Bill scarcely as long as the head, slender, dusky; tail of twelve feathers; gular sac and bare skin on the head, bright orange; plumage silky and splendent, deep green, seeming black in some lights and bright green and purple in others, the somewhat compact feathers of the back edged with dark purple; along the sides of the neck and the hind part of the sides of the body, numerous white piliform feathers terminated by a pencil of filaments; quills and tail-feathers brownish-black and less glossy. This description from an individual shot in October.

Female, 27; wing 10; tail 51/2.

Cape Disappointment, near Columbia River. Abundant.

Violet-green Cormorant, Phalacrocorax resplendens, Aud. Orn. Biog. v. v. p. 148.

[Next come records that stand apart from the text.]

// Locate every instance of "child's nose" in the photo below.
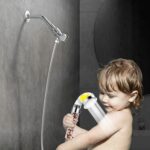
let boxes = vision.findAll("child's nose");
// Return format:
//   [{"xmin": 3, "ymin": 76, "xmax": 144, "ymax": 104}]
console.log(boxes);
[{"xmin": 100, "ymin": 94, "xmax": 108, "ymax": 103}]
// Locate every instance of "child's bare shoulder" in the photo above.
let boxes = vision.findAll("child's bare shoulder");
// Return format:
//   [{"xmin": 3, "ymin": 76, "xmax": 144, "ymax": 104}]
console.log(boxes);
[{"xmin": 106, "ymin": 109, "xmax": 132, "ymax": 128}]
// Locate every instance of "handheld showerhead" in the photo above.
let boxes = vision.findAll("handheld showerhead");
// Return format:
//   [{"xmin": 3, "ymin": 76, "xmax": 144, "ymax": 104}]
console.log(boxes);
[
  {"xmin": 25, "ymin": 10, "xmax": 68, "ymax": 42},
  {"xmin": 65, "ymin": 92, "xmax": 105, "ymax": 140}
]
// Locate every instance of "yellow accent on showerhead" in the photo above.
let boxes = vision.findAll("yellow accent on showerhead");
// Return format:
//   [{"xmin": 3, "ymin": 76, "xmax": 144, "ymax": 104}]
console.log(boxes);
[{"xmin": 79, "ymin": 92, "xmax": 92, "ymax": 103}]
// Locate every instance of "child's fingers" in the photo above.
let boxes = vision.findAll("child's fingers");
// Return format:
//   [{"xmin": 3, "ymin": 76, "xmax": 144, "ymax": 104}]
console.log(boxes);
[{"xmin": 63, "ymin": 114, "xmax": 75, "ymax": 128}]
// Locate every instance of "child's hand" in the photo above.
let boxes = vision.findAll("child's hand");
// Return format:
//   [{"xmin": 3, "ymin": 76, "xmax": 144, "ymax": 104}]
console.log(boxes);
[{"xmin": 63, "ymin": 114, "xmax": 75, "ymax": 129}]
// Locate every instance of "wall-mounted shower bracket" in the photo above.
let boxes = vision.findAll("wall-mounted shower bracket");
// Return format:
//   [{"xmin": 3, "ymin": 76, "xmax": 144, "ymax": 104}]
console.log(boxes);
[{"xmin": 25, "ymin": 10, "xmax": 68, "ymax": 42}]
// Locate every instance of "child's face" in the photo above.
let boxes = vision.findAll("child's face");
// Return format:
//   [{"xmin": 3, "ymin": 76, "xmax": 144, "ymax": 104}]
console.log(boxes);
[{"xmin": 99, "ymin": 91, "xmax": 130, "ymax": 112}]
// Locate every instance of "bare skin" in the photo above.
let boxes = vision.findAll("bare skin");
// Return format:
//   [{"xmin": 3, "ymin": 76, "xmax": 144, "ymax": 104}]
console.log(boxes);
[{"xmin": 56, "ymin": 91, "xmax": 137, "ymax": 150}]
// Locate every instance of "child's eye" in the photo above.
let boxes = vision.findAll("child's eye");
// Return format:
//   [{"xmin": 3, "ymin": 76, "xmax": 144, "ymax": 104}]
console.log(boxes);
[{"xmin": 107, "ymin": 93, "xmax": 115, "ymax": 98}]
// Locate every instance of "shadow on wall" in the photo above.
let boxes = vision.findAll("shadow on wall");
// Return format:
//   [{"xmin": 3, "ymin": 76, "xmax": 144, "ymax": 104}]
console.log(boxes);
[{"xmin": 131, "ymin": 94, "xmax": 150, "ymax": 150}]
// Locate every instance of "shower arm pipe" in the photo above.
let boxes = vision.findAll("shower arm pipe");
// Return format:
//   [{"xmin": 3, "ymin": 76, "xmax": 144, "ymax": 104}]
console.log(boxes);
[{"xmin": 25, "ymin": 11, "xmax": 68, "ymax": 42}]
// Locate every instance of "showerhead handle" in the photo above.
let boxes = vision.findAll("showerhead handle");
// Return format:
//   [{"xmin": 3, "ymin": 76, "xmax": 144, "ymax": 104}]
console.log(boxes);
[{"xmin": 25, "ymin": 10, "xmax": 68, "ymax": 42}]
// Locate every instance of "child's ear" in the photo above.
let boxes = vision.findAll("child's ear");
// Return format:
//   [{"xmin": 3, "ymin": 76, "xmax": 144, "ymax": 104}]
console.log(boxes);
[{"xmin": 129, "ymin": 91, "xmax": 138, "ymax": 102}]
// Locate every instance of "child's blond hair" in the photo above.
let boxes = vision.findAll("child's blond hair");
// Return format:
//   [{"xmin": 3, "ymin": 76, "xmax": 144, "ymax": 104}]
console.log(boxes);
[{"xmin": 98, "ymin": 58, "xmax": 143, "ymax": 108}]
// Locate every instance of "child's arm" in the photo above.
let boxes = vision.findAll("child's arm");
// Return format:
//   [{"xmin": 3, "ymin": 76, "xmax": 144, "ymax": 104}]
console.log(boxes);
[
  {"xmin": 56, "ymin": 114, "xmax": 124, "ymax": 150},
  {"xmin": 63, "ymin": 114, "xmax": 87, "ymax": 137}
]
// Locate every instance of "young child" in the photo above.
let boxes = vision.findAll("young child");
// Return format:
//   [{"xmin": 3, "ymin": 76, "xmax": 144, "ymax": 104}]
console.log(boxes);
[{"xmin": 57, "ymin": 58, "xmax": 142, "ymax": 150}]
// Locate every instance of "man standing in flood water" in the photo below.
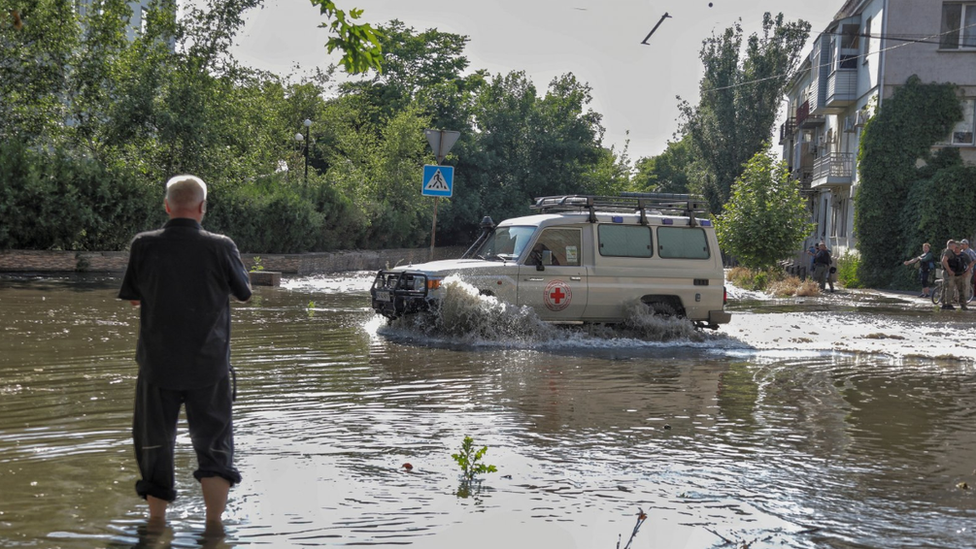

GENUS II. PLOTUS, Linn. ANHINGA.

Bill about twice the length of the head, almost straight, being very slightly recurved, rather slender, compressed, tapering to a fine point; upper mandible with the dorsal line slightly declinate, very slightly convex, the ridge convex, gradually narrowed, the sides sloping, the edges sharp, and beyond the middle cut into minute slender-pointed serratures directed backwards, the tip acuminate; lower mandible with the angle very long and narrow, the dorsal line beyond it straight and ascending, the sides sloping slightly outwards, the edges sharp and serrated, the point extremely narrow; gape-line ascending towards the end. No external nostrils in the adult. Head very small, oblong; neck very long and slender; body elongated and slender. Feet very short and stout; tibia feathered to the point; tarsus very short, roundish, reticulated; toes all connected by webs, the first of moderate length, the fourth longest, the first toe and the first phalanges of the rest with transverse series of scales; the rest of their extent scutellate. Claws rather large, very strong, compressed, curved, very acute, the third with parallel slits on the inner edge. A bare space at the base of the upper mandible, including the eye; skin of the throat bare and dilated, as in the Cormorants. Plumage close, blended, silky, the feathers oblong; scapulars elongated, lanceolate, compact, the outer web of the largest undulated. Wings of moderate length and breadth; third quill longest, inner secondaries elongated and resembling the posterior scapulars. Tail very long, narrow, of twelve straight feathers, having very strong shafts, and increasing in breadth to the end. Tongue a slight oblong knob; œsophagus very wide; proventricular glands placed on the right side in the form of a globular sac; stomach roundish, of moderate size, rather thin, with its inner coat soft and smooth; a large roundish pyloric lobe; intestine long and very slender; no cœca, but a small rounded termination to the rectum.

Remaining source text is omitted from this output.